1. Overview
1.概述
In this tutorial, we’ll explore how an attacker can use deserialization in Java code to exploit a system.
在本教程中,我们将探讨攻击者如何利用Java代码中的反序列化来利用系统。
We’ll start by looking at some different approaches an attacker might use to exploit a system. Then, we will look at the implications of a successful attack. Finally, we will look at some best practices to help avoid these types of attacks.
我们将首先看一下攻击者可能使用的一些不同方法来利用一个系统。然后,我们将看看一个成功的攻击所带来的影响。最后,我们将看看一些最佳做法,以帮助避免这些类型的攻击。
2. Deserialization Vulnerabilities
2.反序列化漏洞
Java uses deserialization widely to create objects from input sources.
Java广泛使用反序列化来从输入源创建对象。
These input sources are byte-streams and come in a variety of formats (some standard forms include JSON and XML). Legitimate system functionality or communication with trusted sources across networks use deserialization. However, untrusted or malicious byte-streams can exploit vulnerable deserialization code.

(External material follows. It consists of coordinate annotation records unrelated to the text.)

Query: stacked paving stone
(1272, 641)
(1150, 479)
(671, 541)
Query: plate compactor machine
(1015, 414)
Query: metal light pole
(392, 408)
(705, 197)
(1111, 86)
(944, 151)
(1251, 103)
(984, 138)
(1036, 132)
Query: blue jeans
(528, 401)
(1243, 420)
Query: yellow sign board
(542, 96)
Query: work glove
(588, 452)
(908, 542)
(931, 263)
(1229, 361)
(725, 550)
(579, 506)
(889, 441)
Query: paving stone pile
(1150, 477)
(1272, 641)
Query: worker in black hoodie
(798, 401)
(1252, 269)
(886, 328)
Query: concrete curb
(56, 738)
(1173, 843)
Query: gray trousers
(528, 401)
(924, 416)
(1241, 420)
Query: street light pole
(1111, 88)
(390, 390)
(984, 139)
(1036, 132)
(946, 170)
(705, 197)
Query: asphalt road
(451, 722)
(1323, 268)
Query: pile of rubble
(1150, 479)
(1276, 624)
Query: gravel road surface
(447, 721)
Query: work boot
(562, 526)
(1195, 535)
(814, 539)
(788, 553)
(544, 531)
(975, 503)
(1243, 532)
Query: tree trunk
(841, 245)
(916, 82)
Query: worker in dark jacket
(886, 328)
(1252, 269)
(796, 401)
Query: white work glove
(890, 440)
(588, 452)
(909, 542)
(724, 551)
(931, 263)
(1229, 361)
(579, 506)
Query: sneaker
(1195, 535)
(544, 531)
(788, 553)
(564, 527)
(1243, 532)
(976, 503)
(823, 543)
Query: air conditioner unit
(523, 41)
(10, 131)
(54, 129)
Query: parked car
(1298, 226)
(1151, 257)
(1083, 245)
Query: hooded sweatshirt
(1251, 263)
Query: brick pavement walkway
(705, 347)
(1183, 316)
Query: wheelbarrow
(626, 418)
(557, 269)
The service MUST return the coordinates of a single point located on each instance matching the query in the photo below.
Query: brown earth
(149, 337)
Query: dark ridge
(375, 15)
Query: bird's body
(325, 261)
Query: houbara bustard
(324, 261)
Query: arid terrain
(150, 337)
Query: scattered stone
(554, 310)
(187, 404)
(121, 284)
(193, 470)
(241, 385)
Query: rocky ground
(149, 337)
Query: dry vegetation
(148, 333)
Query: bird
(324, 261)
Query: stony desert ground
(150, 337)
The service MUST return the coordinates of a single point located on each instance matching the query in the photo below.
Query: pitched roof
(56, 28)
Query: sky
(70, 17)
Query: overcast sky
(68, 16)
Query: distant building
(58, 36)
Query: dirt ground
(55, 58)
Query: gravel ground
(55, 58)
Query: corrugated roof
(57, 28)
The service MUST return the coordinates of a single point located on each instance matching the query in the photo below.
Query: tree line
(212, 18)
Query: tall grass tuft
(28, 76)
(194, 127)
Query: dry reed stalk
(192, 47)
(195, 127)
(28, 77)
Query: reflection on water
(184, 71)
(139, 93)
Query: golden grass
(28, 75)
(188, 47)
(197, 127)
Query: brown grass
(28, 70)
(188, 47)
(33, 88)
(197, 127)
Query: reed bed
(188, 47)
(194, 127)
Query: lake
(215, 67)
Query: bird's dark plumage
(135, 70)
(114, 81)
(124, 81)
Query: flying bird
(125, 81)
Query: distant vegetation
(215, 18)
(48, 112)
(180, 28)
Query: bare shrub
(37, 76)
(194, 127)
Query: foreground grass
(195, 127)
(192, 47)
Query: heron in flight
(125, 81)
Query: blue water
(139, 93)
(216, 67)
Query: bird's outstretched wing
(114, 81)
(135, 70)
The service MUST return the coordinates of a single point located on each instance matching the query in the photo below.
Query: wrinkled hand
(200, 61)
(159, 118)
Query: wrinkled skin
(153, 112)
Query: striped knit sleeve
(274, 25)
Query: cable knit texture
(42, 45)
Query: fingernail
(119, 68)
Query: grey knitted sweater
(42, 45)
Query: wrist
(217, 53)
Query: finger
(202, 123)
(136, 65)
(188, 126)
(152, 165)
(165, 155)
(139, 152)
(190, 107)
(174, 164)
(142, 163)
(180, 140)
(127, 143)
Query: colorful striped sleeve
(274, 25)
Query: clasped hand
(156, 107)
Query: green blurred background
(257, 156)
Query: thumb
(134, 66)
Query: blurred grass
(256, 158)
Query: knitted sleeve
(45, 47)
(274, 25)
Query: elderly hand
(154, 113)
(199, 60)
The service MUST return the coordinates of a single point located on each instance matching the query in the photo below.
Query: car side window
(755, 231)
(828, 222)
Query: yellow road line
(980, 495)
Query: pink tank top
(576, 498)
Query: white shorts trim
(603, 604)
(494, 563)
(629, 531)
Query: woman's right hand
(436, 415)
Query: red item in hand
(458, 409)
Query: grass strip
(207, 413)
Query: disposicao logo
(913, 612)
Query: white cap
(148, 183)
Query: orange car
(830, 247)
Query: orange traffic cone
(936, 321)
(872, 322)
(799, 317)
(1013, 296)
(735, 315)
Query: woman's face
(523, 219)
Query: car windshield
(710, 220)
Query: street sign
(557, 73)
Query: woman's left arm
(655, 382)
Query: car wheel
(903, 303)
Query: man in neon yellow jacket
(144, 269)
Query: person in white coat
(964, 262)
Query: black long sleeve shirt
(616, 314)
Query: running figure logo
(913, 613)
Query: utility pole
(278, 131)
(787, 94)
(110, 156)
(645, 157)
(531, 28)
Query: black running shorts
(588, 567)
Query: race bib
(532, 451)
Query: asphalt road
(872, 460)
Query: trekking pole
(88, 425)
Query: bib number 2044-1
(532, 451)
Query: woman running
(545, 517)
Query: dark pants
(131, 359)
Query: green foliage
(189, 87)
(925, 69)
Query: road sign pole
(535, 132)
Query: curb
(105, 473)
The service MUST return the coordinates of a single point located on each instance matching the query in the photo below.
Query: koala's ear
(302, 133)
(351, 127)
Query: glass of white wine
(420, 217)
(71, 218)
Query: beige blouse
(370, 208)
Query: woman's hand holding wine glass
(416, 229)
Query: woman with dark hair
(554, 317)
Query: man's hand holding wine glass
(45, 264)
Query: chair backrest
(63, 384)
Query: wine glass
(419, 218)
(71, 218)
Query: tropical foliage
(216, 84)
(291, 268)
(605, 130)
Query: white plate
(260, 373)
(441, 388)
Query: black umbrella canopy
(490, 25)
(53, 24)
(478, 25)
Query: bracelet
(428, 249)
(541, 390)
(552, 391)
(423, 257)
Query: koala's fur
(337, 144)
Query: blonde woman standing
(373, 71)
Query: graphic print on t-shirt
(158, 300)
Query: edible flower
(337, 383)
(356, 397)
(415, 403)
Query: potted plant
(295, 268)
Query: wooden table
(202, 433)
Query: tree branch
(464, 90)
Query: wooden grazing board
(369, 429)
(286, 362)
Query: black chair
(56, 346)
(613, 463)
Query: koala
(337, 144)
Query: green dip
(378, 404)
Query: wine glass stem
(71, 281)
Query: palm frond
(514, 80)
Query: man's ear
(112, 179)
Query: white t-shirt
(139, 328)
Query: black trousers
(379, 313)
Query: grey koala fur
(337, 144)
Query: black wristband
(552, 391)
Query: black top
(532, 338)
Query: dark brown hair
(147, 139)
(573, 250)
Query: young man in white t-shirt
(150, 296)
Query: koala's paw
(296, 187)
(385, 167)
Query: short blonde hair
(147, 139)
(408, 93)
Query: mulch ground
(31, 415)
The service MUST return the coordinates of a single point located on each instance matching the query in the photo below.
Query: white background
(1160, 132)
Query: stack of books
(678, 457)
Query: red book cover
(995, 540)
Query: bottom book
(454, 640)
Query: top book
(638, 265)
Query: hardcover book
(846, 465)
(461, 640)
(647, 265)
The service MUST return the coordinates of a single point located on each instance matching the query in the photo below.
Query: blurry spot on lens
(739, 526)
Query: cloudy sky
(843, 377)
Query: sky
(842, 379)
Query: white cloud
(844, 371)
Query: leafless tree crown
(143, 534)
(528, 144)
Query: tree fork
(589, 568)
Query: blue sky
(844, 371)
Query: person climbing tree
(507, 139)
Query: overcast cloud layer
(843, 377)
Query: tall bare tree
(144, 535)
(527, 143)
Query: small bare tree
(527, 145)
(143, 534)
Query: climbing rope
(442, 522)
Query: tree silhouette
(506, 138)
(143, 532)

这些输入源是字节流,有各种不同的格式(一些标准形式包括JSON和XML)。L合法的系统功能或与网络中受信任的来源的通信都使用反序列化。然而,不受信任的或恶意的字节流可以利用脆弱的反序列化代码。
Our previous article on Java Serialization covers how serialization and deserialization work in greater depth.
我们之前关于Java 序列化的文章更深入地介绍了序列化和反序列化的工作方法。
2.1. Attack Vector
2.1.攻击矢量
Let’s discuss how an attacker might use deserialization to exploit a system.
让我们来讨论一下攻击者如何使用反序列化来利用一个系统。
For a class to be serializable, it must conform to the Serializable interface. Classes that implement Serializable use the methods readObject and writeObject. These methods deserialize and serialize object instances of the class, respectively.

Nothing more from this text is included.